Тройман, портной по специальности, работает в швейной мастерской НКВД. К самому НКВД он не имеет отношения, но, поскольку он хороший ремесленник, ему доверяют шить для начальства. Миша низенький, трогательный, с высоким выпуклым лбом, белым, благородно очерченным носом и гладким, как у фарфоровой куклы, лицом. Несмотря на это нрав у него горячий. Говорит он резко и колоритно, пересыпая речь лодзинскими словечками. Его жена и ребенок остались в Лодзи. В Сталинабаде живут жена и ребенок его брата, и Миша должен их содержать, потому что брат сидит в тюрьме. Миша постоянно жалуется, что его заработков на содержание семьи брата не хватает.
Вот и на этот раз, подойдя ко мне, он заводит речь о брате, который считался в России своим.
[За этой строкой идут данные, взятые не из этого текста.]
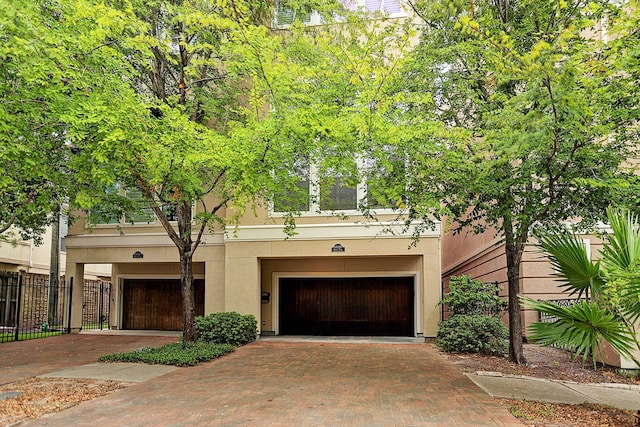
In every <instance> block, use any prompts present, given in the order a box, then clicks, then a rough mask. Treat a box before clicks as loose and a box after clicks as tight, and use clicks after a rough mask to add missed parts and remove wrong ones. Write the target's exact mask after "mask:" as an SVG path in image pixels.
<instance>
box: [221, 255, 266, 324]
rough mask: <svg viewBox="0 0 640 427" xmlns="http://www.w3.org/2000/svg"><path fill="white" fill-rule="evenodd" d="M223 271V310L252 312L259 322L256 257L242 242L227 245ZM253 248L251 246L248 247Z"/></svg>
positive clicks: (249, 313)
mask: <svg viewBox="0 0 640 427" xmlns="http://www.w3.org/2000/svg"><path fill="white" fill-rule="evenodd" d="M227 246H228V248H227V252H226V257H225V273H224V282H225V290H224V301H225V311H237V312H238V313H240V314H253V315H254V316H255V318H256V320H257V321H258V326H260V324H261V310H260V309H261V306H260V266H259V262H258V257H257V256H256V255H254V254H253V253H251V252H252V250H247V248H246V247H244V245H243V244H242V243H232V244H228V245H227ZM250 249H253V248H250Z"/></svg>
Когда в Сталинабаде создавали армию из ссыльных поляков и не брали в нее польских евреев с советскими паспортами, державшийся левых убеждений брат Миши Троймана с целой толпой беженцев пришел в сталинабадский горисполком и устроил там итальянскую, то есть сидячую, забастовку. Забастовщики требовали, чтобы у них забрали советские паспорта и отдали польские, тогда они пойдут в польскую армию. Брат Миши Троймана кричал, что он хочет вернуться в Польшу, чтобы помогать вводить там советские порядки. В итоге его левого братца посадили, и теперь Миша на свой заработок вынужден содержать себя самого, жену и ребенка брата, да еще отправлять посылки в тюрьму. Но получать он получает не больше четырех сотен в месяц, а воровать в мастерской боится, потому что за это ему играючи могут дать пять лет. Хорошенькое будет дело, если война закончится, а он не сможет вернуться в Лодзь к своей семье, потому что будет сидеть в советском лагере за кражу.
Поскольку я смотрю на Троймана молчаливо и мрачно, он понимает, что я обо всем этом думаю. Он говорит еще резче, с еще большим пылом: он уверен, что немец относится ко всем по-разному. В самом незавидном положении евреи старых советских областей, Киева и Минска. Их оккупанты не пожалуют. Евреев новых советских областей, например Белостока[171]и Львова, разделят на тех, что за Советы, и тех, что против них. А евреям Варшавы и районов Польши, где русских никогда и не было, ничего не грозит. Лодзинцам вообще бояться нечего, потому что в Лодзи много фольксдойче[172], которые долгие годы были друзьями и добрыми соседями евреев.
— Тройман — это ваша настоящая фамилия? — спрашиваю я его. — Вам очень подходит фамилия Тройман[173].
— Вы ошибаетесь, я не мечтатель. — Он начинает сыпать словами так, что кажется, будто по мостовой одновременно стучат десять пар колес. — Мечтатель — это мой брат, которому взбрела в голову мысль устроить в Советском Союзе забастовку.